Here’s another sign that our foreign assistance programs are working: When the ONE Campaign assessed 19 countries in sub-Saharan Africa, these four were listed among the top six to spend at least 10% (Malawi and Cape Verde) or just shy of 10% (Sierra Leone and Senegal) of their budgets on agriculture. Why is this important?
More than two-thirds of Africans depend on farming as their sole source of income.
Meaning investing in agriculture is pretty much “one of the best ways to reduce poverty in Africa.” Good thing the U.S. Government’s global hunger and food security initiative, Feed the Future (FtF), led by USAID, works directly in two (Senegal and Malawi) of these countries and focuses on a third (Sierra Leone) through the West Africa Regional program. Fun Fact: these FtF programs also align with and work alongside the U.S.-supported Global Agriculture and Food Security Program (GAFSP), which is administered through the World Bank.
But wait, there’s more.
According to the World Bank, sub-Saharan Africa not only has the potential to feed itself and stop the cyclical food crises, but also to earn billions more a year in agriculture. This potential, however, relies on a smart combination of development, private sector investment, and trade.

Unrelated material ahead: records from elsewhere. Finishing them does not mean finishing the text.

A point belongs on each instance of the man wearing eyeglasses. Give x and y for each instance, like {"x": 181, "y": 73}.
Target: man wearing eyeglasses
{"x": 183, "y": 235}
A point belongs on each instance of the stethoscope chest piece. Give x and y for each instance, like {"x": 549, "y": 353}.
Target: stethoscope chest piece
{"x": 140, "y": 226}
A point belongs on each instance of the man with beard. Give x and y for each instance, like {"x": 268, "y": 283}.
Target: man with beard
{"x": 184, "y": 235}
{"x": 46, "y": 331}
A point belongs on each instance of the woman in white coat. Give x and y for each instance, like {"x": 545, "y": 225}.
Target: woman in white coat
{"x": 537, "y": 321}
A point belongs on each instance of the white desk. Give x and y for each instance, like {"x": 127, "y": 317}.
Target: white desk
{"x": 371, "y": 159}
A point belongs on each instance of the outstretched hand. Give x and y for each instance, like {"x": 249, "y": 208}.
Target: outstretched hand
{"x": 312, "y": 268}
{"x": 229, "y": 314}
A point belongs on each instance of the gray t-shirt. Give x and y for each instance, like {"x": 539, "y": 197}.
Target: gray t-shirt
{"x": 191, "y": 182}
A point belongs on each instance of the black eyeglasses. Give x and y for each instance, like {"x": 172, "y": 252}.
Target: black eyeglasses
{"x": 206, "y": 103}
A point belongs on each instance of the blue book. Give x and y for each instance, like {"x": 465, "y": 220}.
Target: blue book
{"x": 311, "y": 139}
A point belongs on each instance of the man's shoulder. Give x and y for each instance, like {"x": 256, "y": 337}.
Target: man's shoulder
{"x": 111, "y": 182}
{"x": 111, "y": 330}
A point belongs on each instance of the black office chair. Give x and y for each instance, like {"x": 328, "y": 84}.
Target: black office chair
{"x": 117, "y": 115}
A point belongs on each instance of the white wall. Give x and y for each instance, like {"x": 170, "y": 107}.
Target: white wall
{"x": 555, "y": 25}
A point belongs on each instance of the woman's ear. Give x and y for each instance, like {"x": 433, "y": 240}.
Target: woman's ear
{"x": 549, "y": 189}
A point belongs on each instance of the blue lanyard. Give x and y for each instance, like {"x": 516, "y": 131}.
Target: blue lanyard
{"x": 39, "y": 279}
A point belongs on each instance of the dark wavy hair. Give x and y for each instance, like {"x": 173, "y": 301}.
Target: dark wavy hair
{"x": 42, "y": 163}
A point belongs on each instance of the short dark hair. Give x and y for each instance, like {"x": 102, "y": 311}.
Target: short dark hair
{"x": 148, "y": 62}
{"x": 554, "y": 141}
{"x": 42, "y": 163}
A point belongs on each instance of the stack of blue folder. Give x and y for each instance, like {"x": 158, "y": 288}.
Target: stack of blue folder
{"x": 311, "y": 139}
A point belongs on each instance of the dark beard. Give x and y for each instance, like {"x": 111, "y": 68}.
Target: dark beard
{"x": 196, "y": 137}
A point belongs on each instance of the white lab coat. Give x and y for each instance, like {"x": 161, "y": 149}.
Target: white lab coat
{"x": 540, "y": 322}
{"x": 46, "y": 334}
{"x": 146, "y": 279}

Notice that Cape Verde is not included as a FtF/GAFSP priority? No, there’s is no need to raise your eyebrows. As it turns out, Cape Verde has the “best development indicators of any country in the region,” which means this lower middle-income country has no need for a bilateral USAID program. Instead, U.S. assistance to Cape Verde is more targeted.
OK, so I think I finally get why President Obama met with these four democratically elected presidents. These leaders govern countries that may be in varied stages of development, but each one represents the power, potential, and even proof of aligning U.S. interests through foreign assistance with the needs of developing countries.